What $50 billion actually looks like

Ever wondered what $50 billion actually looks? Well .... it's the brown note above.
Apparently it will buy you two loaves of bread but with inflation at an estimated 231,000,000%, by the time you're finished reading this it will probably only buy you one. (I should insert a 'smiley' symbol here, I suppose, but I can't bring myself to.) The $50 million and $250 million dollar notes in the picture will obviously buy far less. $1 million notes are now cheaper to use as toilet paper than the real thing, which shops in Zimbabwe stopped stocking a long time ago anyway.
Except for his excellency the country's tin-pot president, Robert Mugabe, who is currently on holiday in Malaysia having lifted $92,000 from his private piggy bank, the Reserve Bank of Zimbabwe, for the purpose. That's $92,000 in U.S. currency of course. Even at the official rate of exchange, which bears no resemblance whatsoever to reality, that would be $836,754,587,636 in "Zimdollars" today, according to the OANDA website.
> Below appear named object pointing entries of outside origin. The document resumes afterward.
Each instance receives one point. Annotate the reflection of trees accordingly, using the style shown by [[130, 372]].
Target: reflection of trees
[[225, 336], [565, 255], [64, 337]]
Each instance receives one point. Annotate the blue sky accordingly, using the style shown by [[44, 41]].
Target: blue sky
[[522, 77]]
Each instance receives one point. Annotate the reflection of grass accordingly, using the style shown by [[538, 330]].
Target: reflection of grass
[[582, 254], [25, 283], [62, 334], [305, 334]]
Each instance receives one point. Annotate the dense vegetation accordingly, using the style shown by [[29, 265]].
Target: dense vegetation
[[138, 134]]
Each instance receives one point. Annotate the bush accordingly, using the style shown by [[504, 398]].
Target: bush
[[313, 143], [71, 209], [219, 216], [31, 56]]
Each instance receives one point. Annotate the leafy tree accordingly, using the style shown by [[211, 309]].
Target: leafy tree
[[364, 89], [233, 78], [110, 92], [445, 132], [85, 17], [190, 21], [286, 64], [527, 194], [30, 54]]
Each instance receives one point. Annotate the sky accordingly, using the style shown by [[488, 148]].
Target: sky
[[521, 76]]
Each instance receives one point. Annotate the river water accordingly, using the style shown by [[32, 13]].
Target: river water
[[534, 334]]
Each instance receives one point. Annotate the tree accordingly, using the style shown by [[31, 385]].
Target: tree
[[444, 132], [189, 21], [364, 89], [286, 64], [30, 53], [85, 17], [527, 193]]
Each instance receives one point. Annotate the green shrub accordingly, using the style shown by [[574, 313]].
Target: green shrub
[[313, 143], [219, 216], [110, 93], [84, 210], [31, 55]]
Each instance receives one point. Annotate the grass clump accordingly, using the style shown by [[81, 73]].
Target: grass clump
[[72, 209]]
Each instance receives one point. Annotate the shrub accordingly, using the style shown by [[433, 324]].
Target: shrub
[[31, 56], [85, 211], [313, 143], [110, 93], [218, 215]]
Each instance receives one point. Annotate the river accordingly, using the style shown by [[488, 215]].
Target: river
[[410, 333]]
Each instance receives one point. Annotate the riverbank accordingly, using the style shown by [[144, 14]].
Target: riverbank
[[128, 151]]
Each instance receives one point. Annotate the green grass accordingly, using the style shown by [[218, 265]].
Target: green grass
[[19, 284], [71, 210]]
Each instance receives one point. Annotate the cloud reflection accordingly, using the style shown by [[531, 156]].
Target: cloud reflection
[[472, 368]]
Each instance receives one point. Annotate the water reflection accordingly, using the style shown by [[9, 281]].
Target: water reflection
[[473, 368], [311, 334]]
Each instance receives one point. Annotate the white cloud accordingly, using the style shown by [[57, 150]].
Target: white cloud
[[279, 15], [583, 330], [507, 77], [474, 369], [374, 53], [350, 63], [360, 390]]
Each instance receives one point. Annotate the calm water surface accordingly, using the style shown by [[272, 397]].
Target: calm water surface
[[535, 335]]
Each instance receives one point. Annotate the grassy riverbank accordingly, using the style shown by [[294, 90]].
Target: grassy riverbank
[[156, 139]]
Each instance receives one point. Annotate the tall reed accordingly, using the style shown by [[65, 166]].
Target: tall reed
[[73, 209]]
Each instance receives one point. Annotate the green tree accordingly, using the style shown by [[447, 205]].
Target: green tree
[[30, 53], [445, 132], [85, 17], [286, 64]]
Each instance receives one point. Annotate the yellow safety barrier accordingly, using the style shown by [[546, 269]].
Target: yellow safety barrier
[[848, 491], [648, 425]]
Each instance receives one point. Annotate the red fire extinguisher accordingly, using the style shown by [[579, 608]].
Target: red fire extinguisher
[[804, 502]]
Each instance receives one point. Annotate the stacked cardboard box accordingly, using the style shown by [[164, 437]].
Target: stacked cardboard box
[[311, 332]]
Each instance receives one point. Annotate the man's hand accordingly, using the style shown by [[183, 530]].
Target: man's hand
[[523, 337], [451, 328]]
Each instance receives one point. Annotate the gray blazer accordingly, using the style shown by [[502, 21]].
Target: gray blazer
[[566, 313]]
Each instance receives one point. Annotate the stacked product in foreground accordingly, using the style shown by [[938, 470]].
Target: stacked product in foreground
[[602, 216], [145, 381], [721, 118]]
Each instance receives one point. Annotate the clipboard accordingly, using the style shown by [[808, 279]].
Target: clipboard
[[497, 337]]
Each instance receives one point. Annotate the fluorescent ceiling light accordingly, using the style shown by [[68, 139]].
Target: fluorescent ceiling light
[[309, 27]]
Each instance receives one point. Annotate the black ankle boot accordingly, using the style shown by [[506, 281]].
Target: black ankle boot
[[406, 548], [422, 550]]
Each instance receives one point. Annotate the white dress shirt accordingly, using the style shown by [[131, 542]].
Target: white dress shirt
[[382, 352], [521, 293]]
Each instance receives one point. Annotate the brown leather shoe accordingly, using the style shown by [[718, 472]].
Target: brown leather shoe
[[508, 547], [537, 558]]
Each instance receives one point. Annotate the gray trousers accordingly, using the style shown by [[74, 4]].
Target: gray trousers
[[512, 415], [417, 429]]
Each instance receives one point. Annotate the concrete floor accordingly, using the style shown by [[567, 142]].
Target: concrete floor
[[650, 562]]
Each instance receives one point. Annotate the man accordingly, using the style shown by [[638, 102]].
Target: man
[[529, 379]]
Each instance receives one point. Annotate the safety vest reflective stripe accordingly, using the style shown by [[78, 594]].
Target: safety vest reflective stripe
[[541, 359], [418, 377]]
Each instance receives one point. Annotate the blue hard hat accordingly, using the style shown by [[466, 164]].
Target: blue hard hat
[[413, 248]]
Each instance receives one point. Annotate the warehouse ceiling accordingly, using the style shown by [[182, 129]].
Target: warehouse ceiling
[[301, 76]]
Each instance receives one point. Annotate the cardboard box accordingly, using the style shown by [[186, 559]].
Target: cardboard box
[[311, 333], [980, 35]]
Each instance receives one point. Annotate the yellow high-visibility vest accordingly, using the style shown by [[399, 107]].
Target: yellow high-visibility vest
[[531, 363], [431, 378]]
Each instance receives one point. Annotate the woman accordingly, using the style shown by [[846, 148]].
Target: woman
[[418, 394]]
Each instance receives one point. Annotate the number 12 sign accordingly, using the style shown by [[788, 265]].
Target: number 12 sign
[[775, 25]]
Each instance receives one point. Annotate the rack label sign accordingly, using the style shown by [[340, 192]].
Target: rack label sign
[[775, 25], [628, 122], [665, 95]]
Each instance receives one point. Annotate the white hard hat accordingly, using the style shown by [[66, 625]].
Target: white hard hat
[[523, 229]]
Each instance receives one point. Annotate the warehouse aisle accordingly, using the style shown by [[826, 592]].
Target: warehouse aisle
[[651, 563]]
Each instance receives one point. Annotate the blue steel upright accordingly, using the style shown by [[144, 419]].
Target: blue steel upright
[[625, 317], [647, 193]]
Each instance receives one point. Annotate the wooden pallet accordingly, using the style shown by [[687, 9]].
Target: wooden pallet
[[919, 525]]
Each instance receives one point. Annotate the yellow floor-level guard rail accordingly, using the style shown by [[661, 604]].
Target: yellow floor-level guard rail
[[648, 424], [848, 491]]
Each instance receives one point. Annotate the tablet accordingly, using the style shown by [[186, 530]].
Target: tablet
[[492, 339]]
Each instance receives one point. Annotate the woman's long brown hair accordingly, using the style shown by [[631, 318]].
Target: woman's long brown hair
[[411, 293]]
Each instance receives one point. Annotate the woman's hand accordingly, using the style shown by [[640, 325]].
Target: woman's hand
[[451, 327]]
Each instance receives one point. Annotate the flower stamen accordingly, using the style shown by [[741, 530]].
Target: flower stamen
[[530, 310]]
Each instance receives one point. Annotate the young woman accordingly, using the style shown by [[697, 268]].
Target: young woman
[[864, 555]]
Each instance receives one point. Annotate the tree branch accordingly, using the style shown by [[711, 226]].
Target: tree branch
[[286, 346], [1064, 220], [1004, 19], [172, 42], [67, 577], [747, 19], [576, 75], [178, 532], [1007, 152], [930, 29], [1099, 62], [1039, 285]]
On the black market, the Z$1 trillion to USD1 exchange rate was surpassed way back in August.
Back then, the breakfast at the famed Meikles Hotel would set you back a cool $10 trillion. (Hat tip to Christopher Reichert at 'Life is Never Dull.')
All of which might be the source of some amusement were it not for the sheer depth of human tragedy that it reflects in the life of the average Zimbabwean.